Neuroinspired Architecture for Robust Classifier Fusion of Multisensor Imagery

Two new algorithms for robust and fault-tolerant classifier combination are presented. The attractor dynamics (AD) algorithm models some properties of sensory integration in the central nervous system and is based on the application of the dynamical systems for classifier fusion. The classifier masking (CM) algorithm is a nonneural version of the AD algorithm based on finding intersecting classifier intervals. Both of the proposed algorithms employ the idea of consensus among individual classifiers. The individual classifiers have been trained using resampled feature sets. They fuse the information from advanced synthetic aperture radar, medium resolution imaging spectrometer, and advanced along track scanning radiometer envisat satellite sensors for the improved sea ice classification. The results of our experiments show that training and combing the individual classifier outputs in a multiple classifier system significantly improve the robustness and the fault tolerance of the classification system as compared to the single classifier combining all sources of information.
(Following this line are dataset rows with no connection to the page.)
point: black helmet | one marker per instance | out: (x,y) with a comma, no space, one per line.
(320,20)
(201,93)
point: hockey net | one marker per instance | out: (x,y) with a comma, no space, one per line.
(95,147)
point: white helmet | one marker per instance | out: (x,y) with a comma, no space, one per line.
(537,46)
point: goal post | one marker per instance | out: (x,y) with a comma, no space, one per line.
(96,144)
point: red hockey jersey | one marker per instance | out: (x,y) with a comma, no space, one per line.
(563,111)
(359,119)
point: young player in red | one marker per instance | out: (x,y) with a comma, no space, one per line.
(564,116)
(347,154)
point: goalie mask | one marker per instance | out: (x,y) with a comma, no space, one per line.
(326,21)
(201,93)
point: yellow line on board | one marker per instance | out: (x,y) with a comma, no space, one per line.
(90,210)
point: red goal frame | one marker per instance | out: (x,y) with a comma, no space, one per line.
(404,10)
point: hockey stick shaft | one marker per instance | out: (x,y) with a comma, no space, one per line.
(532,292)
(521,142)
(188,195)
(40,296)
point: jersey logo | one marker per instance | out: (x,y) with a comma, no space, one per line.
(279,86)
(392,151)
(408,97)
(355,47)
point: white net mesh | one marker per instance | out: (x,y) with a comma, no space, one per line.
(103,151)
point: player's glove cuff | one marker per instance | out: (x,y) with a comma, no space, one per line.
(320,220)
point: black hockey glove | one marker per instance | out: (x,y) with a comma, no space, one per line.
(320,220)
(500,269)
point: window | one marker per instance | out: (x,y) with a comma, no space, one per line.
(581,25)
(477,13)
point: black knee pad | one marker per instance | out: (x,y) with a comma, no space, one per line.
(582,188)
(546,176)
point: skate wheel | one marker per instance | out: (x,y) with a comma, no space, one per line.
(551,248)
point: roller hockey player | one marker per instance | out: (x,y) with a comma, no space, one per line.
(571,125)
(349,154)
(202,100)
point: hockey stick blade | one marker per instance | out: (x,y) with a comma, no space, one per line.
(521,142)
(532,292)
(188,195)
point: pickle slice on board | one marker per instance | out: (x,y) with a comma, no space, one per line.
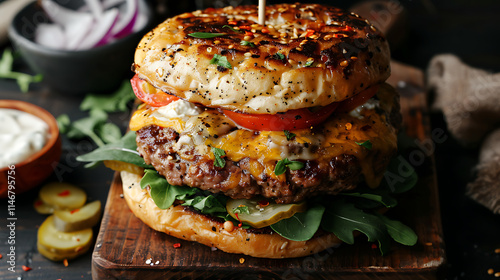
(262,213)
(63,195)
(78,219)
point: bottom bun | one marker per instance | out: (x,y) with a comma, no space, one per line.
(180,222)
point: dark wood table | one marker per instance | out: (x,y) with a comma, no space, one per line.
(472,233)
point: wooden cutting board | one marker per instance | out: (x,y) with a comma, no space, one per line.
(124,244)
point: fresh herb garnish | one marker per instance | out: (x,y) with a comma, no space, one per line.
(289,135)
(234,30)
(218,154)
(23,80)
(114,102)
(309,63)
(281,166)
(367,144)
(205,35)
(221,61)
(246,43)
(241,209)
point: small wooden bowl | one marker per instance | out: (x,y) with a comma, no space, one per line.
(35,169)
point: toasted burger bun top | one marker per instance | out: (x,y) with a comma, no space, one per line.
(305,56)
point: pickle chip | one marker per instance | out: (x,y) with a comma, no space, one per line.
(63,243)
(78,219)
(63,195)
(260,213)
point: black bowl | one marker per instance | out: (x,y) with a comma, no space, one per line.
(98,69)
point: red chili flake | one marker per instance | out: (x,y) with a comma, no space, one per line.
(64,193)
(263,203)
(26,268)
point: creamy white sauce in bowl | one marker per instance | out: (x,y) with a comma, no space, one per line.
(21,135)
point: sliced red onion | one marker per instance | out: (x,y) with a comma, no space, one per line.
(95,7)
(101,31)
(77,31)
(50,35)
(60,14)
(126,20)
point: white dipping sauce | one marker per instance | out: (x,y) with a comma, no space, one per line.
(21,135)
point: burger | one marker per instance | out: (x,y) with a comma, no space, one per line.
(266,140)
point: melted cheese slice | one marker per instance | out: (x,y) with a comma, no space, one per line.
(340,134)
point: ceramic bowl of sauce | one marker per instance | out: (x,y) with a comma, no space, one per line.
(30,146)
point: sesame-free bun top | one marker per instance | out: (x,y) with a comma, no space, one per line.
(304,56)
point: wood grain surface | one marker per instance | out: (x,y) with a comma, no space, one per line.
(125,244)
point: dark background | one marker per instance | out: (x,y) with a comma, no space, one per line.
(468,29)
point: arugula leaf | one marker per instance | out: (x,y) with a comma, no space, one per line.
(281,166)
(221,61)
(367,144)
(301,226)
(383,198)
(114,102)
(241,209)
(122,150)
(400,176)
(398,231)
(246,43)
(234,30)
(23,80)
(289,136)
(162,193)
(206,204)
(218,154)
(205,35)
(342,218)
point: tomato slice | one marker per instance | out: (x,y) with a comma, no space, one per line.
(149,94)
(360,98)
(291,120)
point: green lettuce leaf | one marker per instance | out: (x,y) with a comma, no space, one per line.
(301,226)
(342,218)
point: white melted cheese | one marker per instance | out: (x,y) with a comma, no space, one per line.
(21,135)
(368,105)
(177,109)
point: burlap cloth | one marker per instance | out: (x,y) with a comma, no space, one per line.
(470,101)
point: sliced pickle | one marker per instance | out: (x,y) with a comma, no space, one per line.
(42,207)
(63,196)
(78,219)
(261,212)
(123,166)
(52,255)
(63,243)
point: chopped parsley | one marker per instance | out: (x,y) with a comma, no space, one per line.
(221,61)
(281,166)
(219,153)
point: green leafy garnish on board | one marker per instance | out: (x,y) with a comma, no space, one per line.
(367,144)
(205,35)
(285,163)
(219,154)
(246,43)
(114,102)
(23,80)
(221,61)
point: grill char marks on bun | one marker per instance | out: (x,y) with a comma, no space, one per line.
(227,101)
(305,56)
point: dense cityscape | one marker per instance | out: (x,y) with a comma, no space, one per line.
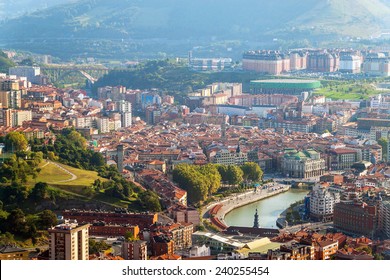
(175,158)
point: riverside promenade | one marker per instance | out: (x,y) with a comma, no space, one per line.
(216,211)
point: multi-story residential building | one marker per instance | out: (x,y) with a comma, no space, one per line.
(181,234)
(350,63)
(161,245)
(104,229)
(301,125)
(262,99)
(103,124)
(342,158)
(322,203)
(377,64)
(326,249)
(298,60)
(69,242)
(210,64)
(303,164)
(323,61)
(384,218)
(134,250)
(356,217)
(86,122)
(11,98)
(10,252)
(114,93)
(292,252)
(30,72)
(182,214)
(227,157)
(20,116)
(126,119)
(270,62)
(143,220)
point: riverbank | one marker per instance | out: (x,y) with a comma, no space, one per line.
(221,208)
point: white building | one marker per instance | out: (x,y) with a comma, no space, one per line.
(322,203)
(126,119)
(226,157)
(350,64)
(384,218)
(103,124)
(69,242)
(30,72)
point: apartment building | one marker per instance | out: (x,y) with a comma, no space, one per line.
(69,242)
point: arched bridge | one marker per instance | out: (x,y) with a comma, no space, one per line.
(57,72)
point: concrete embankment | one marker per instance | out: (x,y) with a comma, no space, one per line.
(221,208)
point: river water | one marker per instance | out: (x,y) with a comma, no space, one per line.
(268,209)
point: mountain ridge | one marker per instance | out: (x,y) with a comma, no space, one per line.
(202,20)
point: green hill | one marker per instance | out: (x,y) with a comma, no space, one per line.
(5,63)
(133,25)
(75,184)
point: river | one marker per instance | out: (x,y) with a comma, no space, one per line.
(269,209)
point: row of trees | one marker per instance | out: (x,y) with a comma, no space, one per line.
(17,223)
(201,182)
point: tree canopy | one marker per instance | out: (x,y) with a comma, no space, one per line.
(252,172)
(15,141)
(199,182)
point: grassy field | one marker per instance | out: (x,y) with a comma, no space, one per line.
(347,91)
(79,187)
(51,173)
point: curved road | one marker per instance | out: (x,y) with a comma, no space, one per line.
(73,176)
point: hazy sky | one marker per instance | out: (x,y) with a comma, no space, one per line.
(13,8)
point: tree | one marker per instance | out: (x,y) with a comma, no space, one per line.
(252,171)
(97,160)
(234,175)
(77,139)
(213,178)
(16,222)
(15,141)
(150,201)
(27,62)
(95,247)
(47,219)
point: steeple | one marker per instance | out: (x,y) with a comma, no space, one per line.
(256,221)
(238,150)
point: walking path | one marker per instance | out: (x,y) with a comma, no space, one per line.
(238,200)
(73,176)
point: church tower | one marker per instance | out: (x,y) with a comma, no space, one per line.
(256,221)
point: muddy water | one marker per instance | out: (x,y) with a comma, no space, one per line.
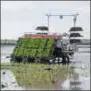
(80,79)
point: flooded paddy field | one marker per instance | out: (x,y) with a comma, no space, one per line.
(35,76)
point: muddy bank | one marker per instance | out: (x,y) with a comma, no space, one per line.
(8,81)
The robustness of the single classifier has been largely reduced in cases of single sensor failures (87.9 % in normal conditions versus 64.8% and 66.1% for two artificially corrupted data sets), whereas the CM algorithm is more tolerant to the sensor and preprocessing errors (86.4% in normal conditions versus 78.9% and 73.6% for two artificially corrupted data sets). The performance of the CM algorithm is superior to those of the simple multiple classifier combination strategies based on classifier averaging and majority voting (78.9% versus 70.9% and 69.5%, respectively) because the AD and CM algorithms are able to discard the corrupted classifier outputs based on classifier agreement and, in fact, represent hybrid approaches combining the properties of classifier averaging and classifier selection methods.